Samothea week was such a success that Carol Landscome invited Annela to become a part-time teacher. The job would suit her very well. Some time ago, Annela told Danielle and Ezra about wanting a job. She had thought to volunteer as a trainee nurse because she was taking informal lessons on medicine at the medical centre.

Though it was impossible for Annela to take a job while her sexual heat was so powerful, she had recently begun to feel a slight reduction in her sex-drive. When she reported this to her doctors, they ran extra tests. Cassie Leighton gave her the verdict.

"It's good news," she said. "It means the new nanobots are working properly."

"Show me, please."

Cassie projected a graph with a set of numbers onto her office wall.

"This curve on the graph means that the new nanobots are eating up the human growth hormone. This set of blips shows them reconstructing your DNA. The general trend is downward, which means the nanobots are finding fewer depleted telomeres to mend. The genetic protection against the x-rays (the 'scarring' which the DNA self-repair mechanism causes) seems also to have been replaced. Do you still feel horny?"

"Not as much as before."

"Good. The results indicate that your hormone levels will gradually balance and your normal sex-drive will return."
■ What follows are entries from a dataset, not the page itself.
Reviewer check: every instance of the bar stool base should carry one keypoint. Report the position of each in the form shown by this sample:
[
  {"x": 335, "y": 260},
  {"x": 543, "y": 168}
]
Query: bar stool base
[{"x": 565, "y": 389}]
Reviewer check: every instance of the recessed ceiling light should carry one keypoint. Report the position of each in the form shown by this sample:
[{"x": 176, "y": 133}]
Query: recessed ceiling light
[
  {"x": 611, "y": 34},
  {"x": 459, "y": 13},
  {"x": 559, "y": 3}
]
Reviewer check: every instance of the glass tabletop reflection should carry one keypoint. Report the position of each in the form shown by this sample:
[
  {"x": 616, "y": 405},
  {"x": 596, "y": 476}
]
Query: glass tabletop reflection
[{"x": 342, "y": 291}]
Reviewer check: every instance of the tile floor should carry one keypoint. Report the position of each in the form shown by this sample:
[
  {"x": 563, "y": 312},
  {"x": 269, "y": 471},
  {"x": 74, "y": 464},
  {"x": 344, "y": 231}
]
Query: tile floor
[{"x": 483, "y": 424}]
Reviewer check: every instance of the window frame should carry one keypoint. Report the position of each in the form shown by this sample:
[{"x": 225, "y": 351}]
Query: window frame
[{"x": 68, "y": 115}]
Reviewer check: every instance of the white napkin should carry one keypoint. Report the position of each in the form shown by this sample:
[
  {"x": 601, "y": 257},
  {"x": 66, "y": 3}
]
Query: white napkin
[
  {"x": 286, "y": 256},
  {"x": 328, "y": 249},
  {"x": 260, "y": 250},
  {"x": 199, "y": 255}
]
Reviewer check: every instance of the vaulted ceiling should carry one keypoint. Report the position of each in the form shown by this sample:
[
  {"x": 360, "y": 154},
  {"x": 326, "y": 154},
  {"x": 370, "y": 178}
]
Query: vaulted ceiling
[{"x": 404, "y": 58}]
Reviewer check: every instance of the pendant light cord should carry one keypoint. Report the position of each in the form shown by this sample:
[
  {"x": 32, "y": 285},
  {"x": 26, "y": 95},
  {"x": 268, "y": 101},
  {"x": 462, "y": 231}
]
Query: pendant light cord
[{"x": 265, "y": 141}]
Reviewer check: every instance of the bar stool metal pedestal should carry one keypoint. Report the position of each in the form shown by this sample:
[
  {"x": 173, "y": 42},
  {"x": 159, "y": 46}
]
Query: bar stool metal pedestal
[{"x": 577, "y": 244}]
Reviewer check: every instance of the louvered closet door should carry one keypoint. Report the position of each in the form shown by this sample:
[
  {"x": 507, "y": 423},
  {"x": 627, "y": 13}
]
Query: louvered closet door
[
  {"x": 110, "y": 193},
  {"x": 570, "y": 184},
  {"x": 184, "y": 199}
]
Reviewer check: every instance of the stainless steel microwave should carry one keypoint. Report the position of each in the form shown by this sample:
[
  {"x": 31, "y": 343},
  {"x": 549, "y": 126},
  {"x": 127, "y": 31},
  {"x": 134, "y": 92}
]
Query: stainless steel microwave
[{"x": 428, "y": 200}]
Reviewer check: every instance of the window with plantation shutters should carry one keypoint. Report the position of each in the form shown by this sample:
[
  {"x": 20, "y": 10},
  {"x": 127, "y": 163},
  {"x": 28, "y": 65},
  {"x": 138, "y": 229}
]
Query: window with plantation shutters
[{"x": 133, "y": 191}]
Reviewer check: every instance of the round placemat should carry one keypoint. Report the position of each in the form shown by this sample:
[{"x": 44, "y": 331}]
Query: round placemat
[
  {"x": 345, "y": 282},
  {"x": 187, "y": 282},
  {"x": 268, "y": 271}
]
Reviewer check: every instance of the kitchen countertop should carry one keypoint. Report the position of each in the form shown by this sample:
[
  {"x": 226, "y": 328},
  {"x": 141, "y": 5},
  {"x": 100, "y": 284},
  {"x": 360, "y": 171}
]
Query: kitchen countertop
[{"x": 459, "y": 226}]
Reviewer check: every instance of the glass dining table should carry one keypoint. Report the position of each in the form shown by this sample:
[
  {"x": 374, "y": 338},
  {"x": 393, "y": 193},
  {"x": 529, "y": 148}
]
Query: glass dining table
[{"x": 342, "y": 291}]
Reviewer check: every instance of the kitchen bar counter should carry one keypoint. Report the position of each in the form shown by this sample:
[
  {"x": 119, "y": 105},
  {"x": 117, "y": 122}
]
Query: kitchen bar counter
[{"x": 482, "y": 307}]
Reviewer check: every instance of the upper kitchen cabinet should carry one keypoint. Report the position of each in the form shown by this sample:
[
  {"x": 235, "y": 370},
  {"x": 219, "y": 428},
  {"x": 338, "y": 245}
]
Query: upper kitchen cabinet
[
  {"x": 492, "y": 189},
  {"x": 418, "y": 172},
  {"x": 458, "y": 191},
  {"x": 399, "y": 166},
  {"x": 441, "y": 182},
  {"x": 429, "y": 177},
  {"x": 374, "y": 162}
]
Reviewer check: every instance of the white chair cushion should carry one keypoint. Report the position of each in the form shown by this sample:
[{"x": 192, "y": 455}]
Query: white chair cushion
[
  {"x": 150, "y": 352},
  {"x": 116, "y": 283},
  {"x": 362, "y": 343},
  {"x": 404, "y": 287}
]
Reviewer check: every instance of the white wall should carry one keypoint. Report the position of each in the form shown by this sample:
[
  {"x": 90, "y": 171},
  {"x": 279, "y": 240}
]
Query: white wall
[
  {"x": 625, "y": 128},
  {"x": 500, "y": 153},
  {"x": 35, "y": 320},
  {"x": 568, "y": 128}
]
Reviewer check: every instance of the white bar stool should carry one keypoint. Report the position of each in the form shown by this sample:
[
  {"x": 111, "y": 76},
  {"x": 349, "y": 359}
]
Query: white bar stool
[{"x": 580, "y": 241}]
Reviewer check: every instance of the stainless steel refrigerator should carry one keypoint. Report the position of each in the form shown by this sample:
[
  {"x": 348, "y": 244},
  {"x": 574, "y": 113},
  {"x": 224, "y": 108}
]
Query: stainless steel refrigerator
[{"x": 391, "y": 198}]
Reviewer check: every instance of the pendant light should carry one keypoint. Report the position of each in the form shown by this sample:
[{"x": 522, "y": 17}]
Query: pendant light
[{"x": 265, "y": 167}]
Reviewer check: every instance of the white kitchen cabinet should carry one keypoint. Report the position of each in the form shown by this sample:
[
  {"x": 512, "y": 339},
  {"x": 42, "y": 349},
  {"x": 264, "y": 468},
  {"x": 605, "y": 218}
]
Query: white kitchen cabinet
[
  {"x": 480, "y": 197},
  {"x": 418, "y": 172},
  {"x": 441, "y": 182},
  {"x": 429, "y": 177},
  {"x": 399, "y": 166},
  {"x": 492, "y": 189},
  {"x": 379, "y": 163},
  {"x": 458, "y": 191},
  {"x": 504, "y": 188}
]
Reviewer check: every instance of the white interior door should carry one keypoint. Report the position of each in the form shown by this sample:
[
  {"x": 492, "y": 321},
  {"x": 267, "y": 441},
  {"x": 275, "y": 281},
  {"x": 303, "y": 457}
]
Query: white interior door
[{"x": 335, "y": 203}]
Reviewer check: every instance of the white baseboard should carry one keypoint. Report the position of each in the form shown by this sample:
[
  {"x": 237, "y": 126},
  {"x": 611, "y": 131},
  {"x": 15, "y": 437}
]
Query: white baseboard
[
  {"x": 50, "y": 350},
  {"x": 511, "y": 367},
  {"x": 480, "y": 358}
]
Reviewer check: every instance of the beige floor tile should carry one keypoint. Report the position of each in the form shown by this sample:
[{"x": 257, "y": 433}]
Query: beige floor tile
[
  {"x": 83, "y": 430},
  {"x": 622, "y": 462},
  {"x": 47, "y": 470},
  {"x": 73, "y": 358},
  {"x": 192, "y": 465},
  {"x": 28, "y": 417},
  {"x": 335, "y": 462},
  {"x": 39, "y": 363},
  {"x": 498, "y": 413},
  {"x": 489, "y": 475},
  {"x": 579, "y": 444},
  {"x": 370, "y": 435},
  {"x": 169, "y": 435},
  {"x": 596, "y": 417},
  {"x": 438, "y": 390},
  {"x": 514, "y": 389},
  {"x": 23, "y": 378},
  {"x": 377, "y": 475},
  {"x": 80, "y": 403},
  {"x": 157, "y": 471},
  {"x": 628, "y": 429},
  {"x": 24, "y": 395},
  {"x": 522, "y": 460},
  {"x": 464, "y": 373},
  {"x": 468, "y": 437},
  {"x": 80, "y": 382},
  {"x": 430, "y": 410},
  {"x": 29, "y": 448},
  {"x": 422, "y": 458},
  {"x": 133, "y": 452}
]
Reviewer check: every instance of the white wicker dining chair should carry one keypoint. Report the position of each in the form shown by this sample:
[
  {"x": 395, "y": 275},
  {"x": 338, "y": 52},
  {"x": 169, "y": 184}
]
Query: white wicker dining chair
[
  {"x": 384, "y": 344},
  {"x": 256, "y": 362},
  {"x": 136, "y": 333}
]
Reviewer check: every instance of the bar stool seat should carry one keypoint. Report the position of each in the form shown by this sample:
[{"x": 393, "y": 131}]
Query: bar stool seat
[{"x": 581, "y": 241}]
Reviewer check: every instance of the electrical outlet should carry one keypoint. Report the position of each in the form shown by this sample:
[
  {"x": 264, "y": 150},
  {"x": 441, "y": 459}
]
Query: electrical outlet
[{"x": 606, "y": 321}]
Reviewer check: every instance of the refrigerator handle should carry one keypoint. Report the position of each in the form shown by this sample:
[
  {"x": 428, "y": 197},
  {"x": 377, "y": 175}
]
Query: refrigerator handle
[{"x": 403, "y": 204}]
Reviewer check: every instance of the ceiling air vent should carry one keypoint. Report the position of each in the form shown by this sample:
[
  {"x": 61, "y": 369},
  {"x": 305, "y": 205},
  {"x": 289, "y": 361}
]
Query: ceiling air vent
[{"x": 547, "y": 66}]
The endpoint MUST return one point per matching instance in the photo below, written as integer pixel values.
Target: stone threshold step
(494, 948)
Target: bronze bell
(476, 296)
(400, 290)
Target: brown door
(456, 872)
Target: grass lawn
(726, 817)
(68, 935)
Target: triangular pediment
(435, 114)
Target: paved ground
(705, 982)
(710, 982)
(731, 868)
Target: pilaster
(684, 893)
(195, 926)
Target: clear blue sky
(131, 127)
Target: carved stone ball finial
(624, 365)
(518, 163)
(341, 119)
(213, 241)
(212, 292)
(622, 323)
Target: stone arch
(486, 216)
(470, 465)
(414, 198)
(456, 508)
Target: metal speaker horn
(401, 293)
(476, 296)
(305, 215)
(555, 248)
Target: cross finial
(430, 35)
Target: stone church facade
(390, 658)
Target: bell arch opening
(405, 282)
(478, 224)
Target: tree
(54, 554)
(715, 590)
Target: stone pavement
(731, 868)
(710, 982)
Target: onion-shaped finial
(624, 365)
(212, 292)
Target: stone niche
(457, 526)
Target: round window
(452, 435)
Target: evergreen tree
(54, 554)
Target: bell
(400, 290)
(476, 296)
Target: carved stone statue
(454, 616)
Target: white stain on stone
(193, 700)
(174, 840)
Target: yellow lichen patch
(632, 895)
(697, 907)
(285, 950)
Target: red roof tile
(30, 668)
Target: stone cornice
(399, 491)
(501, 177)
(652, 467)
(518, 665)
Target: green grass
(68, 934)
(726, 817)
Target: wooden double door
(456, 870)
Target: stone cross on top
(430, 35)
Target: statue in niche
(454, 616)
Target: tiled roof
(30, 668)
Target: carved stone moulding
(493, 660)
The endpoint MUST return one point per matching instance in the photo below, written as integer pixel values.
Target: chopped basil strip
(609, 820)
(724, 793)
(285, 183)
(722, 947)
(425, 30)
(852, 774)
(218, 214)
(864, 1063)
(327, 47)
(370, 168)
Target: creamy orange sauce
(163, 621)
"Oh!" Annela said, with an element of regret in her voice.

"But as that is the normal sex-drive of an over-sexed pregnant woman from Samothea," Cassie said with a smile, "I expect poor Ezra won't get any more rest."

Annela smiled.

"Yes, poor Ezra. What do I need to do?"

"Exactly what you've been doing. Have as much sex or as little as you feel you need (or as Ezra can supply)."

Annela happily took on the role of part-time teacher's assistant, working in the afternoons so she could collect Freya from school.